– Sprzeciwialiśmy się komercjalizacji szpitali. Wcześniej były w nich prowadzone remonty. Z Ustki ma być przeniesiony oddział położniczy. Wszystko musi mieć konsekwencje. Zarząd musi określić pomysł zarządzaniem szpitalem na jakiś czas do przodu. Spójna wizja zarządzania jest ważna. Ja też jestem za tym, żeby oddział położniczy pozostał na miejscu, ale trzeba mieć plan.
W Kwidzynie jest protest, pojawiają się żądania finansowe od pielęgniarek, pracownicy chcą cofnięcia komercjalizacji. Starosta Jerzy Godzik uznał, że to sprawa polityczna. – Ten szpital nie podlega marszałkowi. Zarząd powiatu w pewnym momencie podjął decyzję o takim przekształceniu. Protesty mogłyby się pojawiać w większości szpitali. To nie tylko kwestia zarządzania, ale też funkcjonowania NFZ. Trzeba się temu dokładnie przyjrzeć. Dzisiaj minister zdrowia chce powiedzieć stop prywatyzacji szpitali. Jeżeli ta ustawa pojawi się w niedługim czasie, to pozwoli uniknąć pewnych sytuacji.
O województwie środkowopomorskim. – O takich rzeczach muszą decydować mieszkańcy. Oni przyglądają się działaniom nowej władzy. Jeśli wróci się do takiego pomysłu, to należałoby przeprowadzić referendum.

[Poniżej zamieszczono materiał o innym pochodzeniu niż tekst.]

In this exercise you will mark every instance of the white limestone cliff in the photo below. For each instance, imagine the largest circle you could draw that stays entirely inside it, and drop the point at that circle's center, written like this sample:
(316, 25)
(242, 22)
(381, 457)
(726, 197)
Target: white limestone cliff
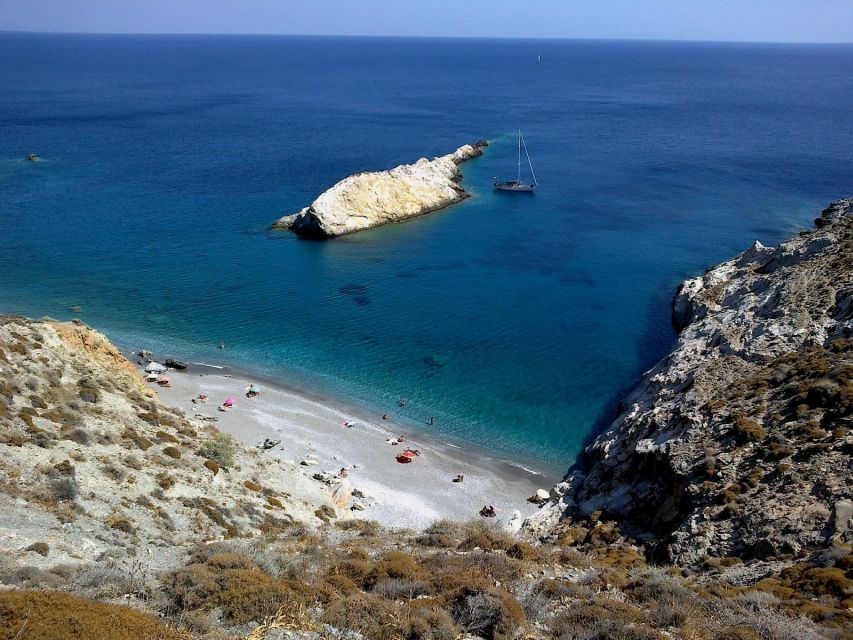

– Nie jestem zawiedziona z powodu odejścia od tego pomysłu. Słuchamy mieszkańców i nie wszystkie pomysły z kampanii będą realizowane, bo to tylko pomysły. Programy wyborcze są pisane trochę na wyrost. I bardzo dobrze, że są weryfikowane. Nie do końca chodzi o to, żeby realizować programy. Nie mówimy jednak, że tego nie zrobimy. Mówimy, że musimy się temu trochę przyjrzeć.